Aqueles homens mostram-se agastados com a sua condição de vida e esperam, tal como o meu amigo morto, que a guerra termine: «nós também morremos» disse-me um deles para o outro concluir que «os números das nossas baixas não são revelados a mando dos nossos comandantes». Aqueles homens confiam no Governo que reconhecem e esperam dele uma resposta capaz de devolver-lhes a dignidade. Enquanto conversavamos, apareceu-me uma miúda que disse ter sido violada por um homem de armas e viu o seu noivado terminado, porque o outro não quis compreender a violência a que a companheira fora vítima. No meio deles perdi lágrimas, não de tristeza pelas histórias contadas mas, por ver-me incapaz de pôr fim às hostilidades para que os filhos deles e os filhos dos seus filhos não voltem a sentir o doloroso custo da guerra: a violência e o terror. Chorei por ver-me incapaz de proteger quem quer que fosse e aliviar a alma e as dolorosas memórias que os atormentam. Apenas rezei na esperança de uma paz futura próxima, convicto de que nós, moçambicanos de todas as cores políticas, estamos destinados a viver juntos no mesmo solo, na mesma terra. Em Canda, vi soldados que regressaram das batalhas, manchados de sangue. E conversei com alguns deles, com aqueles que viram os seus melhores amigos serem mortos à sua frente, pelas mãos da Renamo. Até trocamos contactos. Também vi os guerrilheiros da Renamo que assistiram aos funerais de seus familiares e não conseguiam olhar os presentes nos seus olhos. Fui de Maringue, uma terra onde os pais enterram os filhos, onde a comida apodrece no celeiro enquanto o dono passa fome no mato. E de lá tive que carregar na memória um aviso feito por um guerrilheiro: «não queremos cercar a Frelimo nem queremos ser cercados por mísseis destrutivos prontos a serem lançados, nem pelos projécteis do rancor e do ódio quando a guerra acabar».
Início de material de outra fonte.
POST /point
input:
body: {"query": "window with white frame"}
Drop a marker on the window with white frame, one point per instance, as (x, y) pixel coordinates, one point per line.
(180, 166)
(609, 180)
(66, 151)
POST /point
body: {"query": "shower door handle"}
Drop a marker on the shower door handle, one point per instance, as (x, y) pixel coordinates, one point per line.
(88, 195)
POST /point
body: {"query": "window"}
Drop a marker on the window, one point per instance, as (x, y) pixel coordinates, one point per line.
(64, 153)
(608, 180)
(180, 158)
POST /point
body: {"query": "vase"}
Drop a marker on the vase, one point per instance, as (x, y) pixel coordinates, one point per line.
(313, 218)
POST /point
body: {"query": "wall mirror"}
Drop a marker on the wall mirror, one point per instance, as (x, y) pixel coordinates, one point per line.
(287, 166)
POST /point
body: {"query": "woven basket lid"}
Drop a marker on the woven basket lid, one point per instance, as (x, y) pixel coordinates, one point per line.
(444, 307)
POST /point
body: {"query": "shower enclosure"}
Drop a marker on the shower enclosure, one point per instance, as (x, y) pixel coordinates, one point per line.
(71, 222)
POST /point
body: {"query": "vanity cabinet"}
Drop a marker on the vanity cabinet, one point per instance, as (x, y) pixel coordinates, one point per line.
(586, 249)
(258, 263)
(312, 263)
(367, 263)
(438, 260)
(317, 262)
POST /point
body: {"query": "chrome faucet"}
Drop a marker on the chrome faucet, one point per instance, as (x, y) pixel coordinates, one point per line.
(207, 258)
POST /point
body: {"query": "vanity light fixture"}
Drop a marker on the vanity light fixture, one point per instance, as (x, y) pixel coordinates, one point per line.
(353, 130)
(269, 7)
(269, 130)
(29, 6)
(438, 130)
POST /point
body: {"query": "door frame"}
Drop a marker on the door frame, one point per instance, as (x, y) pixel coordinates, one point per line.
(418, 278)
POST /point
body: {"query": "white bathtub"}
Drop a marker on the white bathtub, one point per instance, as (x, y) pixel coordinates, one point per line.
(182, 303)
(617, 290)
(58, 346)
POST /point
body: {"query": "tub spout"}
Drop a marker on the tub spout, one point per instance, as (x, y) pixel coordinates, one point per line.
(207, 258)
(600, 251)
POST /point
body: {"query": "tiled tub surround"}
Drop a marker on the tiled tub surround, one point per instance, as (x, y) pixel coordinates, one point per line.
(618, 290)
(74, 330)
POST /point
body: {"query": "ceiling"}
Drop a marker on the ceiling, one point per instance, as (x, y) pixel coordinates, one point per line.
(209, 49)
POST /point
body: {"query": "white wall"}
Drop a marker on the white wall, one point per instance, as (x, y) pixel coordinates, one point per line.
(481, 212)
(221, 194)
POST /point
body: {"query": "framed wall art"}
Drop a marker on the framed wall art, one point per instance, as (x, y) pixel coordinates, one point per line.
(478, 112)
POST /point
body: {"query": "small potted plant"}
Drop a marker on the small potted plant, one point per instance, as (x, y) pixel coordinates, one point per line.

O que me impressionou em ambos os beligerantes e sobreviventes da catastrofe é que não possuem desejo de vingança. Apenas obedecem ordens. Não guardam ódio uns contra outros porque acreditam que todos são pessoas – pessoas que querem construir um lar, plantar uma árvore, amar e viver ao lado daqueles que lhes tiraram a vida de amigos, como seres humanos. Os soldados dão uma oportunidade à paz e dizem repetidamente: esperamos para que chegue o dia em que todos nós digamos adeus às armas. É verdade! Eles desejam abrir um novo capítulo no triste livro de suas vidas em comum com aqueles que retiraram a vida de seus melhores amigos. Os guerrilheiros da Renamo desejam um capítulo de reconhecimento mútuo, de boa vizinhança, de respeito mútuo, de compreensão. Por aquilo que vi nos integrantes do exército, a sua força interior e os seus elevados valores morais têm sido os correctos durante todo o tempo em que ficam ali. Não é por acaso que as pessoas, sempre que têm oportunidade, fogem da Renamo ao encontro deles. São valores retirados do livro dos livros. Num deles, lê-se: «há um tempo para tudo o que acontece sob o firmamento: uma hora para nascer e uma hora para morrer... uma hora para matar e uma hora para sarar as feridas, uma hora para odiar e uma hora para amar, uma hora para a guerra e uma hora para a paz. Com os estrondos das armas na minha memória, penso que chegou a hora da paz. Para aqueles lares já destruídos, acredito, espero e rezo para que os desenvolvimentos do que acontece na Joaquim Chissano tragam uma mensagem de redenção para todos nós e que a paz chegue aos seus lares. Temos que enfrentar a realidade com coragem porque a questão que nos arrastou de escaramuças em escaramuças, de vítimas para mais vítimas, até ambos chegarmos hoje à beira de um horrível precipício e um desastre aterrador é esta Renamo Armada. E, se o Estado Moçambicano quiser que esta situação continue por mais tempo assim será, a menos que, juntos, agarremos esta oportunidade e desarmar a Renamo já, para uma paz duradoura baseada na honestidade das intenções. Na tradição chewa, é costume pedir licença com a palavra Zikomo. Com a vossa permissão, homens de paz, concluirei com as palavras retiradas da tradição dos meus antepassados e recitada diariamente quando se está prestes a fazer um pedido e o meu pedido é a paz: Zikomo.